I'm putting this on here because I really don't want everyone to look at this post...just because of everything...here is an edited one:
Yeah...the band is coming home in like 8 hours...it is pretty crazy thinking that this whole week nothing has really changed...and I didn't miss people like I thought I would...I mean that should me something...but other than that nothing has been going on...I've got fake nails on and I'm really proud of myself that I can work the keyboard without hassle...but whatever. I mean I look back on me and Stefan and the little thing we had and I look at him...and I remember all the times I told him I loved him...and I looked at it...and I was like...wow...I didn't love you Stefan...I just cared a lot...and you can get those things confused a lot. And I feel for you two...cause I think you are going to get your feelings really all hurt and stuff...because I did...one of you love each other...and the other just replies because they're scared of the fact...and that's what happen to with Stefan and me...I think he just told me...because of the fact that he didn't want to hurt me...and that freaked me out...because I know now that...well he didn't mean anything he told me...and that just really got me all hurt...inside. Now...he's doing the same thing to Kathy...and that can't be healthy.

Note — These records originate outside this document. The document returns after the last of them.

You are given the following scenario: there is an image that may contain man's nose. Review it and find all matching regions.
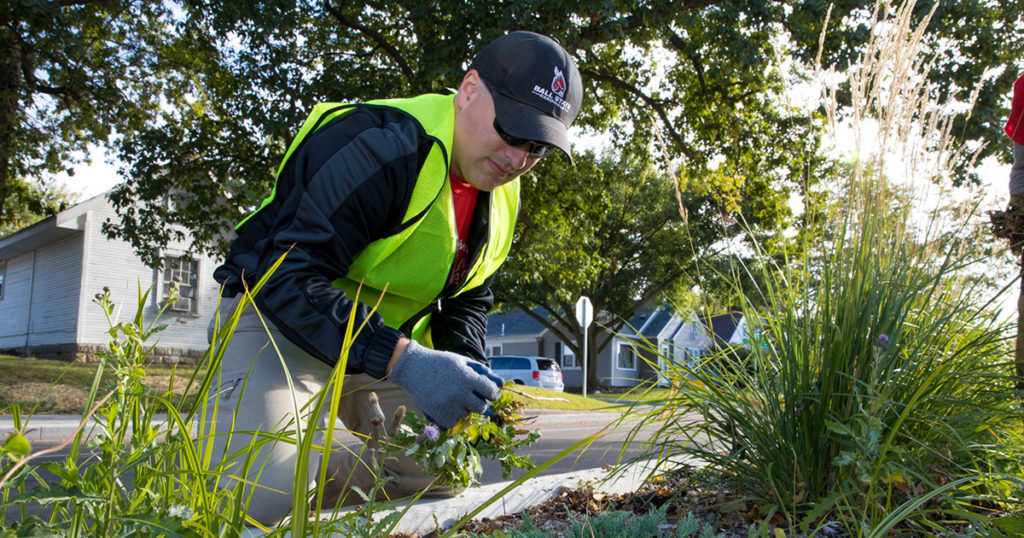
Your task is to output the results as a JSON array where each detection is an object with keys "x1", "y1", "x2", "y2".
[{"x1": 505, "y1": 143, "x2": 529, "y2": 169}]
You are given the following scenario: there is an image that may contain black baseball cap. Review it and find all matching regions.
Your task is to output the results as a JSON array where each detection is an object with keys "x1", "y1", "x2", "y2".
[{"x1": 469, "y1": 32, "x2": 583, "y2": 162}]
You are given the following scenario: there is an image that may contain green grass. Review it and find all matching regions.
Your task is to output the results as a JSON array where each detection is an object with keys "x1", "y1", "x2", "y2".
[
  {"x1": 0, "y1": 355, "x2": 638, "y2": 414},
  {"x1": 0, "y1": 355, "x2": 203, "y2": 414}
]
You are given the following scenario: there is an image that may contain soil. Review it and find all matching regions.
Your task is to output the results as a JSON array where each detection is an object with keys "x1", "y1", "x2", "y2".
[
  {"x1": 391, "y1": 469, "x2": 1007, "y2": 538},
  {"x1": 392, "y1": 471, "x2": 790, "y2": 538}
]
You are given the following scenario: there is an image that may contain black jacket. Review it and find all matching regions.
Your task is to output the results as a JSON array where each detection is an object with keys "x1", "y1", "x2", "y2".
[{"x1": 214, "y1": 107, "x2": 494, "y2": 377}]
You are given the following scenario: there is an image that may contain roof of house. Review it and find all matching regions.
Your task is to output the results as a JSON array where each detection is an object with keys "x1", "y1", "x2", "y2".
[
  {"x1": 700, "y1": 309, "x2": 743, "y2": 341},
  {"x1": 618, "y1": 306, "x2": 673, "y2": 340},
  {"x1": 0, "y1": 193, "x2": 108, "y2": 259},
  {"x1": 487, "y1": 307, "x2": 546, "y2": 337}
]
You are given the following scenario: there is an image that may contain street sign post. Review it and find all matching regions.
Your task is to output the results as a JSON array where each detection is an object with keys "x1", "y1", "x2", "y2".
[{"x1": 577, "y1": 295, "x2": 594, "y2": 398}]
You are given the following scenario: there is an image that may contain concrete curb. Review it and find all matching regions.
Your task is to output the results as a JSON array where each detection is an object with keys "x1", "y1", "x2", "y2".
[
  {"x1": 0, "y1": 410, "x2": 617, "y2": 445},
  {"x1": 243, "y1": 454, "x2": 684, "y2": 538}
]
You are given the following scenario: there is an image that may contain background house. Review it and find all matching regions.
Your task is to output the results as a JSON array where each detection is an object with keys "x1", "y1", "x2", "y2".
[
  {"x1": 657, "y1": 308, "x2": 749, "y2": 381},
  {"x1": 486, "y1": 307, "x2": 673, "y2": 387},
  {"x1": 0, "y1": 190, "x2": 219, "y2": 362}
]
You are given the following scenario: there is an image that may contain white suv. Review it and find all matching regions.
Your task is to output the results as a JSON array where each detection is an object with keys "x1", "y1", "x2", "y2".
[{"x1": 488, "y1": 355, "x2": 565, "y2": 392}]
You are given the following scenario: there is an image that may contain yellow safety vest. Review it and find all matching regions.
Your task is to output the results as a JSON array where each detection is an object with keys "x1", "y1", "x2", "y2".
[{"x1": 239, "y1": 94, "x2": 519, "y2": 347}]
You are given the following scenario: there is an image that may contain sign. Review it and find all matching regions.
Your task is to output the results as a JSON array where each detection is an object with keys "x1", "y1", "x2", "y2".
[
  {"x1": 577, "y1": 295, "x2": 594, "y2": 398},
  {"x1": 577, "y1": 296, "x2": 594, "y2": 331}
]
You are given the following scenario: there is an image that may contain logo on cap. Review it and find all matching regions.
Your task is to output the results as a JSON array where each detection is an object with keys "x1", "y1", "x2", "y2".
[{"x1": 551, "y1": 66, "x2": 565, "y2": 97}]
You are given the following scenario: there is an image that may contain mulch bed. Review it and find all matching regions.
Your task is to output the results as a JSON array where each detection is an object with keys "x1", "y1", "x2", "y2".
[{"x1": 392, "y1": 471, "x2": 782, "y2": 538}]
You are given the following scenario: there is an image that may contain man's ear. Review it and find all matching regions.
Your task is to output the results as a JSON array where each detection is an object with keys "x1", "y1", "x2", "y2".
[{"x1": 455, "y1": 69, "x2": 482, "y2": 109}]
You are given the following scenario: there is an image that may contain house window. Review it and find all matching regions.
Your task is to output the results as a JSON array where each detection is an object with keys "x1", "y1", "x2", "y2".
[
  {"x1": 558, "y1": 342, "x2": 580, "y2": 368},
  {"x1": 162, "y1": 256, "x2": 199, "y2": 314},
  {"x1": 615, "y1": 342, "x2": 637, "y2": 370}
]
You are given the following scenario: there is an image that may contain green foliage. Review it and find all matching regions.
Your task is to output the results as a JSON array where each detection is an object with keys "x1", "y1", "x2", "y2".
[
  {"x1": 391, "y1": 390, "x2": 541, "y2": 488},
  {"x1": 622, "y1": 173, "x2": 1024, "y2": 533},
  {"x1": 0, "y1": 0, "x2": 174, "y2": 225},
  {"x1": 0, "y1": 260, "x2": 552, "y2": 536},
  {"x1": 6, "y1": 0, "x2": 1022, "y2": 264},
  {"x1": 0, "y1": 180, "x2": 72, "y2": 238}
]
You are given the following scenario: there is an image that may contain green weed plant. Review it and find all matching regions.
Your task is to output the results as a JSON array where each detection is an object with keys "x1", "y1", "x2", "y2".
[
  {"x1": 0, "y1": 253, "x2": 552, "y2": 538},
  {"x1": 618, "y1": 1, "x2": 1024, "y2": 536}
]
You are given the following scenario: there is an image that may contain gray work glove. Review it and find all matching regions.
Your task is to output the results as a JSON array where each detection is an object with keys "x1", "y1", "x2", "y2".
[{"x1": 388, "y1": 341, "x2": 504, "y2": 429}]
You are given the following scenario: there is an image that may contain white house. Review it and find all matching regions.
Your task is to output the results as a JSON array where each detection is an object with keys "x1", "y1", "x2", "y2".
[
  {"x1": 657, "y1": 309, "x2": 749, "y2": 381},
  {"x1": 0, "y1": 190, "x2": 219, "y2": 362}
]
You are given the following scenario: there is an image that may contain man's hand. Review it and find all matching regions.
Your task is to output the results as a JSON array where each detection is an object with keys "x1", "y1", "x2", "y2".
[{"x1": 389, "y1": 341, "x2": 504, "y2": 429}]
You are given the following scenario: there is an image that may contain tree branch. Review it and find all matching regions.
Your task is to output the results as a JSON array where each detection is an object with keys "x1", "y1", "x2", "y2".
[
  {"x1": 581, "y1": 69, "x2": 697, "y2": 160},
  {"x1": 327, "y1": 4, "x2": 415, "y2": 83}
]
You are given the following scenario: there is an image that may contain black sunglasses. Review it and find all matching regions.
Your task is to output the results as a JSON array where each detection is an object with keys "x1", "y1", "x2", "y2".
[
  {"x1": 495, "y1": 118, "x2": 557, "y2": 159},
  {"x1": 480, "y1": 84, "x2": 557, "y2": 159}
]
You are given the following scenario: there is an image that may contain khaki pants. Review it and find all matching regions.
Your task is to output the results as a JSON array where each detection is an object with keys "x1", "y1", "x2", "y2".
[{"x1": 208, "y1": 296, "x2": 455, "y2": 525}]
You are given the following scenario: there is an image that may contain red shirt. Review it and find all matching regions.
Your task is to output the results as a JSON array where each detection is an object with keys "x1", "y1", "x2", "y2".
[
  {"x1": 449, "y1": 174, "x2": 480, "y2": 286},
  {"x1": 1007, "y1": 75, "x2": 1024, "y2": 144}
]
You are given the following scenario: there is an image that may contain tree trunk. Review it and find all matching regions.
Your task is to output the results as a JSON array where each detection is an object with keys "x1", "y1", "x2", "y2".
[{"x1": 0, "y1": 18, "x2": 22, "y2": 221}]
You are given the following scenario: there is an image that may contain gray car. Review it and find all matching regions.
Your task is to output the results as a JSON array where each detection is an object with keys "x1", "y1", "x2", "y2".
[{"x1": 489, "y1": 355, "x2": 565, "y2": 392}]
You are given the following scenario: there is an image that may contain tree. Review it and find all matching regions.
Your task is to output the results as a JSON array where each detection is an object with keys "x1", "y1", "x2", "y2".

But whatever...it is kind of her fault...but yeah...so now I'm chilling here just thinking about everything...waiting for Stefan to call me...waiting for Stefan to laugh with me...waiting for Stefan to tell me he loves me...knowing that he never will...because he didn't feel that way...and that hurts me.
Let's talk about everything else though...I mean the fact that I only have two months of school left...until I'm done...the fact that I'm never coming back here...because I've been hurt so much...the fact that half my family won't come to my graduation...because that is the way they are...but whatever...I really don't know...I just sit and think that maybe one day I'll be really happy...that something will happen and I won't have to worry anymore...but whatever...I dunno...it is so pleasant in the library I don't have anything to worry about..and today...I'm not skiping school...
Okay...anyway something else to talk about...I mean ok...need to have a whole new post.